Soma withdraw effects

  • Muscle spasms
  • stiffness
  • soreness
  • vomiting
  • diarrhea
  • sleeplessness
  • horrible taste in mouth
  • headaches
  • blurred vision (to where you cant read or drive)
  • loss of appetite nothing sounds good or tastes good
  • restlessness
  • time stands still (takes an hour for the clock to move 3 minutes)
  • shortness of breath
  • ZERO motivation
  • General loss of motor skills
  • drug seeking behavior (in thought)
  • massive anxiety
  • Irritability very very high
  • sensitive to sunlight and sound
  • General overall feeling of pending doom

There is a good list I promise, I just have not completed it yet but I will post it when it is done.
for starters, its nice to be 100% aware, able and awake for things. Right now I am thinking about the drugs more than not, but I have noticed that even that gets better by the day.

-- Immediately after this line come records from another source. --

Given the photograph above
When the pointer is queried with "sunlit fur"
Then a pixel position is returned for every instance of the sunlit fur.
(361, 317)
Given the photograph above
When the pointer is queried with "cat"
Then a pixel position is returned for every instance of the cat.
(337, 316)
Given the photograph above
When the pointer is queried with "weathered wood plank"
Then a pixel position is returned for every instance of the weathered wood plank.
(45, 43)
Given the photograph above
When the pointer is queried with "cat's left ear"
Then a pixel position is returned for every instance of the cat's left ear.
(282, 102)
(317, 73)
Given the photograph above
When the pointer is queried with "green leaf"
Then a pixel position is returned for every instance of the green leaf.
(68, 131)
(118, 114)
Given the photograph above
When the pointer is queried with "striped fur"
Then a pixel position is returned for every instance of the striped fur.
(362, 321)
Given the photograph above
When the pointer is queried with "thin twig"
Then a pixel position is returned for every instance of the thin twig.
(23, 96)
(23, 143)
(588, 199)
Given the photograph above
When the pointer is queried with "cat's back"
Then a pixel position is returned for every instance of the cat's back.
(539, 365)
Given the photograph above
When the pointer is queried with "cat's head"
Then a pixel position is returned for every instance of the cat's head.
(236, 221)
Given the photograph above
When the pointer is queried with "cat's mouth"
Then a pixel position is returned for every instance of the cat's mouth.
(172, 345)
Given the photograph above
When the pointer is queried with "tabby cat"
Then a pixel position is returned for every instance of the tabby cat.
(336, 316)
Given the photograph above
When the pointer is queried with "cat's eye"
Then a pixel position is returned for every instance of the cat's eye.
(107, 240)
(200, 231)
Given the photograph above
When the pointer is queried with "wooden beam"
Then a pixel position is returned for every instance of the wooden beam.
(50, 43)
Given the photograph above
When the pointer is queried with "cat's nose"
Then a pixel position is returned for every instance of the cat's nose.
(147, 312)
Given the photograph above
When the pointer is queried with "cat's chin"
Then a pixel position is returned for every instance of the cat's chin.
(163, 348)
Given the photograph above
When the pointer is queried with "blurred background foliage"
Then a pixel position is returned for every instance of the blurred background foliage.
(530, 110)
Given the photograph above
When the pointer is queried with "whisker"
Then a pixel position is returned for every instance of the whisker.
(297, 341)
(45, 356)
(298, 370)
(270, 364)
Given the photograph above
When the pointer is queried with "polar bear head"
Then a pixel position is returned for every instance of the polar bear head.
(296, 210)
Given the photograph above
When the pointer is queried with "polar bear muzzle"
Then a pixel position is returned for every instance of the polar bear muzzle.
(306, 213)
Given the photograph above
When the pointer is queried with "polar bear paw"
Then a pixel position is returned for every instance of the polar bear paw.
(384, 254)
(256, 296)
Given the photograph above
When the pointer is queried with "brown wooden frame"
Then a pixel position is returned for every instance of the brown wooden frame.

What I am really needing and waiting for is my motivation and over all general spirit to come back, I have been a zombie for what seems like a couple years. This is a lot of work but this did not just happen over night either, It took me some time to dig myself into this hole so, I do anticipate a realistic recovery time.

The 4th day.... is a killer, just get through the 4th day and it is down hill from there. Not saying it is perfect or easy, but it gets better and easier to sort out in your head.
 
You are a true warrior for pushing through this so far. I hope you see it through and I hope you understand how strong you are and what you are accomplishing!

Best of luck to you and congrats on the pregnancy!
 
Thanks Ferox!! This is the hardest detox ive gone through, I think because of my age. Addiction is such a nasty business and the drug seeking behavior thoughts will drive you crazy. I have 2 sides to the coin, leave my wife and get a studio apartment down town and be stoned and hang out , working a shit job and just going from one high to another.... this is out of the question with the pregnancy, plus I really love my wife.

I don't feel like a warrior , I feel like a loser who has wasted approx. 10-15 years of my life. This is getting harder, the soma withdraw is giving me the shakes
I love cokeacola and I cant drink it now, it bloats me, its like all my interaction of things I like are ruined. My overall goal is to get clean, stay clean and help people want to get clean, it is so hard. I have the shakes so bad I cant type so, god bless and I will check in tomorrow. I want to get to the point where I can help other people, I really appreciate bluelight and the people that are talking to me .
I am desperate, feeling like shit, waiting for some relief. I have gone to far to go back to using again.